I try to remind him that it's all about the page. The words on the page have to do their job, they have to speak for themselves. They have to make sense. But the writer doesn't really hear me. He just wants his grade, pass or fail. This makes me crazy. It isn't about passing or failing. It is about improving. Editing is about finding what's working and what isn't. It's grabbing hold of the nucleus idea, the one that snuck up on you at 2:00 a.m. and caused a cold sweat, and cultivating it into a full blown book.
Understandably, writers are devastated when their manuscript is so marked up it appears to be bleeding. Maybe it is. Maybe it needs to. Seasoned writers know that a good editor is what makes their book or article successful. However, It still hurts the seasoned writer to hear there is six more months of work when she thought she was done.
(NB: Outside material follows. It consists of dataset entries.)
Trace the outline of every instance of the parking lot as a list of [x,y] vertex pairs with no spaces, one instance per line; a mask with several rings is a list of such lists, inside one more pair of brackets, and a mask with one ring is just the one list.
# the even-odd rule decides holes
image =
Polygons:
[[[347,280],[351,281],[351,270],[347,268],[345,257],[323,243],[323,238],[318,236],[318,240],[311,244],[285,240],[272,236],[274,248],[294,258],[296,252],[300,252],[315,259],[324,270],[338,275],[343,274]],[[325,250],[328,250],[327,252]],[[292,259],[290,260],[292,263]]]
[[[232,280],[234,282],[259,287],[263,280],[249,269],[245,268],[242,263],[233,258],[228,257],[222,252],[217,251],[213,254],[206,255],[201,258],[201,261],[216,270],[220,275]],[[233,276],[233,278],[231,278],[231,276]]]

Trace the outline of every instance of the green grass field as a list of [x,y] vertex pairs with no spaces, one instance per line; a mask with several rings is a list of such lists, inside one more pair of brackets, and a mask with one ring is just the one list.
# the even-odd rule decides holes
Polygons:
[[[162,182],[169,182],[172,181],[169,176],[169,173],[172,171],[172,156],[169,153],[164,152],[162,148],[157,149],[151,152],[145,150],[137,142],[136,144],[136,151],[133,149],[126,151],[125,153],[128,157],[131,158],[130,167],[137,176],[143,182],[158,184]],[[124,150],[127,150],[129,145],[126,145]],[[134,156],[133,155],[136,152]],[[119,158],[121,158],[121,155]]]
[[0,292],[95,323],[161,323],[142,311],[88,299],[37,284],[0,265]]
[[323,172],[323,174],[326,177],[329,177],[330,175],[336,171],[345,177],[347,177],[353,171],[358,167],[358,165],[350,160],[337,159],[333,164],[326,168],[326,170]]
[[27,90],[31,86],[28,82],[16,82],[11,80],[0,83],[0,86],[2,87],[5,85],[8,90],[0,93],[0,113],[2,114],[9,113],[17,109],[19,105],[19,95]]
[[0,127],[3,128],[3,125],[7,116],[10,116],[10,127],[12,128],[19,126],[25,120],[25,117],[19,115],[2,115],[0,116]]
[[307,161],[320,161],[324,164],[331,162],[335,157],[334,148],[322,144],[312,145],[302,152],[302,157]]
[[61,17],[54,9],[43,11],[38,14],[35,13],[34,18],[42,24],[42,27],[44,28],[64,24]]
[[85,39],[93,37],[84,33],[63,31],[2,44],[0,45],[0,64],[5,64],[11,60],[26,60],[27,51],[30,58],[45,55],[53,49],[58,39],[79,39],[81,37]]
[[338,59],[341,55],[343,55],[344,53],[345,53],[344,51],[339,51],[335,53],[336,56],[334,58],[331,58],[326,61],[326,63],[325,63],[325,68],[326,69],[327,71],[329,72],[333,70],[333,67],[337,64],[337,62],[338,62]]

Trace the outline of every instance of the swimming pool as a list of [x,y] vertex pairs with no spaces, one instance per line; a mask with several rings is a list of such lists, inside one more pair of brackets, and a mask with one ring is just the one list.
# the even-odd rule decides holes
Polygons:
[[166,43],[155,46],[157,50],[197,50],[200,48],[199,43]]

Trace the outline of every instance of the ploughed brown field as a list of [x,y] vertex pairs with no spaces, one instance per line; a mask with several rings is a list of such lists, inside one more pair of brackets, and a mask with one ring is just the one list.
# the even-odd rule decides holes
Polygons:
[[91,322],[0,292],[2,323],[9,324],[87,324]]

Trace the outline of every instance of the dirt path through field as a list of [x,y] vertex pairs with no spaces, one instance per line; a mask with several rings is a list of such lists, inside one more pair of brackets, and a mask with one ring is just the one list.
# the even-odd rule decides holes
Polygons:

It is not an easy process. But, it is necessary.
I don't like to be the bearer of bad news. I feel terrible when I have to tell a writer they are not as far along as they thought. But, it is exciting to see how far they have come. They've written a story! And a really good one at that. The hardest part for me is seeing a manuscript on my desk and knowing that if I tell too much of the truth, the writer will quit. Now it is my turn to be devastated. I experience great anxiety knowing that a writer feels bruised and wounded after I evaluate their work.
There has to be a give and take from both parties. I as the editor need to acknowledge there is a real person holding the mansucript in her hands. The writer has to understand that the story needs to stand on its own legs. Editing is not about an editor saying to the writer, "Oh, you are so wonderful because you spent three years writing this book!" Editing is about nurturing the idea; it is pealing back the layers to look for supporting evidence, scraping away the fat and dead skin to see what really shines beneath.
Editing is a love-hate job. I love to work on a story; I hate to hurt people's feelings. But guess what? The publishing world can be cruel. There are rules to follow, elements of fiction or non-fiction to employ, and sweat to be shed if one wants to be published. That's just the way it is. Because in the end, it doesn't matter how long you've worked on your story, or how many relatives think you are the best writer in the family. In the end, it's all about the page.